To convince you of this, I’ll try to show how each of the following list of features, in isolation, is good for your productivity. Then it should follow that each one you work without will be lowering it. Also it’s important to note that leaving in place or producing bugs that must be fixed later, or that create external costs, reduces your real productivity, and “you” in the list below could also mean you six months from now or another developer. The list is not in any particular order, just numbered for reference.

  1. Syntax highlighting saves you from finding and fixing typos after compilation failures. In a language where a script file may be conditionally executed, like PHP, you may leave a bug that will have to be dug up by someone else after costing end users a lot of time. In rarer cases the code may compile but not do what you expected, costing even more time. SH also makes the many contexts available in code (strings, functions, vars, comments, etc.) significantly easier to see when scanning/scrolling.
  2. Having a background task scan the code can help catch errors that simple syntax highlighting cannot, since most highlighters are designed to expect valid syntax and may not show problems.
  3. Highlighting matching braces/parenthesis eases the writing and reading of code and expressions.

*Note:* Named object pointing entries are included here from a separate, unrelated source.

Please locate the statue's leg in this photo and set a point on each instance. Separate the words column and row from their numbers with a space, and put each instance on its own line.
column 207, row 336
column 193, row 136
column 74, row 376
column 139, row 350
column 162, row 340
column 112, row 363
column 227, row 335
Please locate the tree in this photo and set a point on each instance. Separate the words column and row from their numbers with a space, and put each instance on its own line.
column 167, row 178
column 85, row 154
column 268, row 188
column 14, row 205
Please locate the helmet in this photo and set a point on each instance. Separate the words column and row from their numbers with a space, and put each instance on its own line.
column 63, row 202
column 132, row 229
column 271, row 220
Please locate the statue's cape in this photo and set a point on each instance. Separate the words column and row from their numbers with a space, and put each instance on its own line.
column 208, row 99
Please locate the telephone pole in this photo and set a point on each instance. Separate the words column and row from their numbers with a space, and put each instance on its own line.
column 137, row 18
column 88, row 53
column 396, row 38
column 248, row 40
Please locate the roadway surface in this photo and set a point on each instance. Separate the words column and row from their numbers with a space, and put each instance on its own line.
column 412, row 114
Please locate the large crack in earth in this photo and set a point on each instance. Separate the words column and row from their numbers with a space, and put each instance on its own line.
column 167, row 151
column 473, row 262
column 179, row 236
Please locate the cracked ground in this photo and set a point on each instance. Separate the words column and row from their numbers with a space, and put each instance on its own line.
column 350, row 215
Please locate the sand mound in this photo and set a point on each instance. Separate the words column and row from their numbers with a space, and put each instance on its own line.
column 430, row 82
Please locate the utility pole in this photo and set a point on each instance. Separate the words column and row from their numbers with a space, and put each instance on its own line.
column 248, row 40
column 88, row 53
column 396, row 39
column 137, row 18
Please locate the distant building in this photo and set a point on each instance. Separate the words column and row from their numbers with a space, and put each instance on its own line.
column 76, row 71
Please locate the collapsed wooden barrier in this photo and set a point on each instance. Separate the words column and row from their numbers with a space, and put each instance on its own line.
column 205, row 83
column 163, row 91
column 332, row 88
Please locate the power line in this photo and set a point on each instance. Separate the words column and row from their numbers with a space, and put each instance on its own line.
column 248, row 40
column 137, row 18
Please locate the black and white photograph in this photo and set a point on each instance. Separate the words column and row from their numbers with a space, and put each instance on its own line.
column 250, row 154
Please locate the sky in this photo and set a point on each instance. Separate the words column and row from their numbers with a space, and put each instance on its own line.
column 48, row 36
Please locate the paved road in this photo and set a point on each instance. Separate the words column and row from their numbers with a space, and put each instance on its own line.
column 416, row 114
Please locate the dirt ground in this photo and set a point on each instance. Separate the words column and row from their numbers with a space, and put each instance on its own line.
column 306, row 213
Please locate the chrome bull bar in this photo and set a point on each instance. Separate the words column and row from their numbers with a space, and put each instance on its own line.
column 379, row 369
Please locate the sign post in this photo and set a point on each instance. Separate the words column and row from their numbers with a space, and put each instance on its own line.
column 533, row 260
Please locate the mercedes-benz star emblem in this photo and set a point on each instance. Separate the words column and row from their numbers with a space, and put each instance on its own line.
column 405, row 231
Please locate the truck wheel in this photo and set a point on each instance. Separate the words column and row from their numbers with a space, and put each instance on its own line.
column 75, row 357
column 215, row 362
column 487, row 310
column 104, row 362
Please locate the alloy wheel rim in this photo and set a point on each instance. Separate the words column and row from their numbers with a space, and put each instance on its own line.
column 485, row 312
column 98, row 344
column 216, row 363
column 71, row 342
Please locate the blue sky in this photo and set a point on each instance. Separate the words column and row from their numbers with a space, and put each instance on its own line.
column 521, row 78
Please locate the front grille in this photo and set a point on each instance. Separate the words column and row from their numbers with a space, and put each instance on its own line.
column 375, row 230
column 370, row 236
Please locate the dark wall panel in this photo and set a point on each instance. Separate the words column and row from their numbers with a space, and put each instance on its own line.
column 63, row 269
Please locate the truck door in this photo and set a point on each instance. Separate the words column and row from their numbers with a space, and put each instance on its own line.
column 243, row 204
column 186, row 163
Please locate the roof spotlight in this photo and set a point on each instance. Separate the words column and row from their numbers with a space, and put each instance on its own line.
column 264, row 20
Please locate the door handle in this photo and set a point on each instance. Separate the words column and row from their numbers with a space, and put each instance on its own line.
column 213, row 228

  4. IDEs can show the opening/closing lines of blocks that appear offscreen without you needing to scroll. Although long blocks/function bodies can be a signal to refactor, this can aid you in working on existing code like this.
  5. Highlighting the use of unknown variables/functions/methods can show false positives for problems, but more often signals a bug that’s hidden from sight: E.g. a variable declared above has been removed; the type of a variable is not what is expected; a library upgrade has removed a method, or a piece of code has been transplanted from another context without its dependencies. Missing these problems has a big future cost as these may not always cause compile or even runtime errors.
  6. Highlighting an unused variable warns you that it isn’t being used how it was probably intended. It may uncover a logic bug or mean you can safely remove its declaration, preventing you from later having to wonder what it’s for.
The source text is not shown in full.